Os olhos não viram. E o coração nada sentiu.
A tarde que caiu, a moça na janela, topless, o grito gestual de alguém que não se distinguiu, de tão amorfo. O prato de sopa na beirinha do carrinho do bebê, colocado aquecido e esquecido pela babá seduzida pela telenovela, e o novelo, já no chão, da avó que dormia, cochilava, dormia e acordava, até desacordar de vez para ressuscitar no dia seguinte. Os olhos não sentiram. E o coração nada viu.
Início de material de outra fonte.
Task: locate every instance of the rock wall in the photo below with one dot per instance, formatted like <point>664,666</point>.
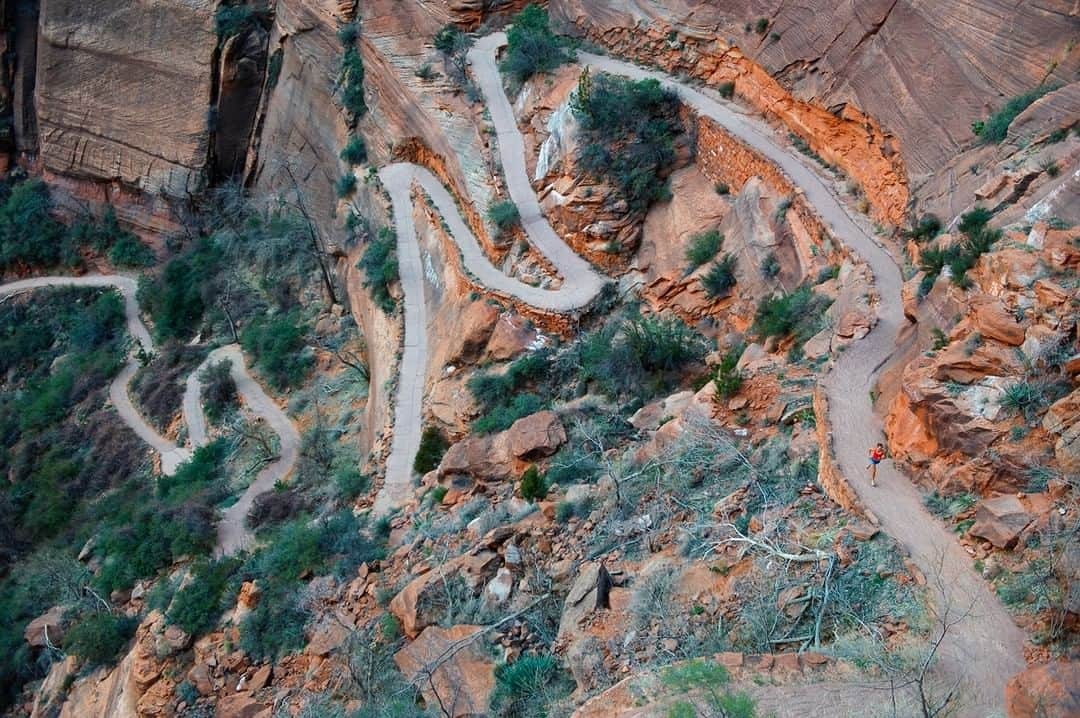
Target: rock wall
<point>122,89</point>
<point>886,90</point>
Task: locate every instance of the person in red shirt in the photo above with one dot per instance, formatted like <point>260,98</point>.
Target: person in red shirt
<point>877,455</point>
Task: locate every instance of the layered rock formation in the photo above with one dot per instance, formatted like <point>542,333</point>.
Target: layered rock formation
<point>122,92</point>
<point>887,91</point>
Mônica bateu a porta com força. Indignadíssima, pê-da-vida com o marido porque ele não comprara as passagens para o fim de semana prolongado em Miami. Principalmente porque já tinha tonitruado a meio mundo que iria e iria e voltaria trazendo sacolas e mais sacolas de muambas para vender por aqui ou apenas fazer “aquela gentinha” morrer de inveja. “Mas como é que pode meu Deus, o Maurício proceder assim, e logo comigo? Que amigo, hein? E por falar em Maurício, onde estaria Maurício? (Você, por acaso, viu o Maurício por aí? Não? Então telefone para a Mônica dizendo que não: 9987-2317. Afinal, qualquer desinformação serve, mas com alguma verve). Do contrário, a coisa ferve.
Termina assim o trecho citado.